I love the Geffrye Museum, the Museum of the Home, with its carefully curated room sets showing how the ‘middling classes’ have lived through the ages. One of its charms is that it’s housed in a pretty square of old almshouses with a green lawn and shady trees in front. One of the almshouses has been restored to show what it might have looked like when it was lived in, and I’ve been wanting to go on one of the rare tours for ages. Finally I’ve done it.
Each almshouse has a central front door with two rooms either side on the ground floor and two more on the first floor. I’ve always thought I wouldn’t mind living in one, until I discovered on the tour that you didn’t get a whole house. Oh no. You got a room. And not even a room per person – married couples had to share one room. A room with a large cupboard attached but with nowhere to cook except the open fire and no running water. Oh, and you had to supply all your own furniture.
There was no toilet until one was installed in Victorian times, but there was a copper in the basement (in the alcove in the photo below) where you could heat up water brought in in pails to do the laundry.

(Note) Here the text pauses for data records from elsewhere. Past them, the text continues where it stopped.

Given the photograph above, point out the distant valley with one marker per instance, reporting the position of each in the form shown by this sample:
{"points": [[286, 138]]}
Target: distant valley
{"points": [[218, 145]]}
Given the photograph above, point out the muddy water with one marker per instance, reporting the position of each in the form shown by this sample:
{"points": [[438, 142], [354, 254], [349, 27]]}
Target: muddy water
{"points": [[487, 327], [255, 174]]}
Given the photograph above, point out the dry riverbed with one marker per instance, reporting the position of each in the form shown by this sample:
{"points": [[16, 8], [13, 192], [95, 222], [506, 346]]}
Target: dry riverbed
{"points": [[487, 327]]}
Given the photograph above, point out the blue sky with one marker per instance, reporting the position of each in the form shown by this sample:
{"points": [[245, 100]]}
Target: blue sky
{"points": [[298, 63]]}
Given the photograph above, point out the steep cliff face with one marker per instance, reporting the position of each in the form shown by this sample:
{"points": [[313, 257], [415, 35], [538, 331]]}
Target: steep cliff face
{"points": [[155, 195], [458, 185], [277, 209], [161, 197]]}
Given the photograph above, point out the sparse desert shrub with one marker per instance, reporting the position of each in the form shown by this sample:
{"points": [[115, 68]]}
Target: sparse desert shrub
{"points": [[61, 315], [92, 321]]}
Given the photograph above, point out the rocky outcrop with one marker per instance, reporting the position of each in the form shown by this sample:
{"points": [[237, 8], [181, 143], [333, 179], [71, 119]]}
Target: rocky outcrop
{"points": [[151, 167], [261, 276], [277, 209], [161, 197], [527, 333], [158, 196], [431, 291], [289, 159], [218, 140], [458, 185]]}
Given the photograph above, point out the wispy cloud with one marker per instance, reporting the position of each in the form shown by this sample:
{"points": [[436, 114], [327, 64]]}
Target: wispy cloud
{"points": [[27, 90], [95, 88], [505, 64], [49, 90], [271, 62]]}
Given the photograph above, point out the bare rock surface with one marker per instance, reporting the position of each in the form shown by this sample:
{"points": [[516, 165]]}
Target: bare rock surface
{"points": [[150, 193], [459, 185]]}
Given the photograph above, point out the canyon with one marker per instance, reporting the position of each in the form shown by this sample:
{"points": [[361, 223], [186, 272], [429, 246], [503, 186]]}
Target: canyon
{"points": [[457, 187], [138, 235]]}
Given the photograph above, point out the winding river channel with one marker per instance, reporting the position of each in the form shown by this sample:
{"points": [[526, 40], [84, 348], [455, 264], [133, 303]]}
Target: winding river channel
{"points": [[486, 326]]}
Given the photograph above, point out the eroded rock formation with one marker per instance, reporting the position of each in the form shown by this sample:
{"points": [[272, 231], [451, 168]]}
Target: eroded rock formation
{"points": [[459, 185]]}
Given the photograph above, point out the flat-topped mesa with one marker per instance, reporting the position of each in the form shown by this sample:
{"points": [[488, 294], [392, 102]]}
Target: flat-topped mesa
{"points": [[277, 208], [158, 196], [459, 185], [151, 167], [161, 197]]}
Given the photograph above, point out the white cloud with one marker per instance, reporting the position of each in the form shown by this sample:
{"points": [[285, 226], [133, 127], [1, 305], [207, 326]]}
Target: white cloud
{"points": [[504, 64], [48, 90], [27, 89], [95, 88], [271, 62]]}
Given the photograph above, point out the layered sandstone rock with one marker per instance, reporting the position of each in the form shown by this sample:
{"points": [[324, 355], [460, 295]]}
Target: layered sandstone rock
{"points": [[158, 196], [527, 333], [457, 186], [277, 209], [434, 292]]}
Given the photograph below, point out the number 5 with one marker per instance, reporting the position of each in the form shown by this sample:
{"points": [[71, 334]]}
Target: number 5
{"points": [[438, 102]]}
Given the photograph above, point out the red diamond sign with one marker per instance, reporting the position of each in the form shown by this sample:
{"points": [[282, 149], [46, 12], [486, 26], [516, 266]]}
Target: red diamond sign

Two rooms have been restored. The one on the ground floor has been imagined as the home of a retired couple in the 1770s who’d fallen on hard times. Their furniture is sparse and basic.
Upstairs a room has been restored to the way it might have looked in the 1870s, when the occupants of the almshouses were mainly retired governesses and schoolteachers. This room is more comfortable, but still sadly lacking in any of the amenities we take for granted today.
The Geffrye Museum is on Kingsland Road. The Museum is open Tuesday to Sunday and Bank Holiday Mondays 10 am to 5 pm and is free. It runs tours of the restored almshouse on some Wednesdays and Saturdays – check their website for details. Tours cost £3.